Another common mistake is treating overlays as “magic.” If you don’t keep a clear map of what overlays do, you’ll end up with subtle configuration drift. We now maintain a simple README.md next to each overlay explaining its purpose and ownership. For example:

# overlays/prod

- Purpose: Increase replicas, enforce production TLS issuer
- Owner: platform-team
- Applies to: prod-us-central, prod-eu-west
- Rollout: merges to this folder trigger automatic sync

The moment Anthos proved its value was during a cross‑cloud incident. A latency spike hit one cloud. With ASM, we adjusted traffic weights and enabled circuit breaking rules in minutes, without touching application code. Observability across clusters let us correlate metrics and isolate the issue. That’s the kind of leverage that’s hard to achieve with fragmented tooling.

Getting started: tooling and workflow

You don’t need to boil the ocean. Start with a small fleet: one dev cluster and one prod cluster. Use Google Cloud’s Console to register clusters with the fleet and enable Config Management. Keep your Git repository simple at first: base configs for namespaces, network policies, and one policy constraint.

Workflow mental model

• Declarative over imperative: Your Git repo is the source of truth. Merges drive change.
• Overlays for environments: Keep differences small and explicit. Avoid environment‑specific logic in base configs.
• Policy as code: Start with guardrails (image registry, resource quotas).

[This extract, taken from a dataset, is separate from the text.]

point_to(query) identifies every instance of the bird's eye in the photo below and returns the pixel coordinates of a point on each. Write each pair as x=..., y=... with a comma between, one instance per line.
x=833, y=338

Add more constraints as you gain confidence.
• Service mesh gradually: Start with observability and mTLS before complex routing rules.
• Test before sync: Use policy tests or dry‑runs in CI to catch mistakes early.

Tooling checklist

• A Git repository (GitHub, GitLab, or Cloud Source Repositories).
• GKE or Anthos‑compatible Kubernetes clusters registered to the fleet.
• Config Management enabled with policy controller.
• A container registry (GCR or Artifact Registry) with appropriate IAM.
• Optional: Anthos Service Mesh for cross‑cluster traffic.

Free learning resources

• Anthos documentation: The official docs are the best place to understand fleet management, Config Sync, and ASM. See Google Cloud Anthos documentation.
• Gatekeeper policy library: Explore constraint templates for Policy Controller in the Gatekeeper project.
• Istio’s user guides: For ASM patterns, Istio’s docs are invaluable. See Istio documentation.
• Kustomize tutorials: To structure overlays cleanly, review Kustomize docs.
• Open Policy Agent: To deepen policy as code skills, OPA documentation is excellent.

Summary: who should use it and who might skip it

Anthos is a strong fit for organizations with hybrid or multi‑cloud footprints that want consistent security, deployment, and observability across clusters. It’s particularly valuable for platform teams tasked with standardizing operations while giving developers a predictable path to ship code. If you’re looking to reduce tool sprawl and enforce policy at the fleet level, Anthos delivers.

You might skip it if your stack is already uniform, your budgets are tight, or your organization’s needs are comfortably served by a single cloud and existing GitOps tooling. In those cases, Anthos may add complexity without enough ROI.

The ultimate takeaway is pragmatic: hybrid is the reality for many, and Anthos offers a way to tame that reality. Treat it as a platform investment, not a silver bullet. Start small, codify your policies, and iterate. When done well, you’ll spend less time fighting configuration drift and more time delivering features that matter.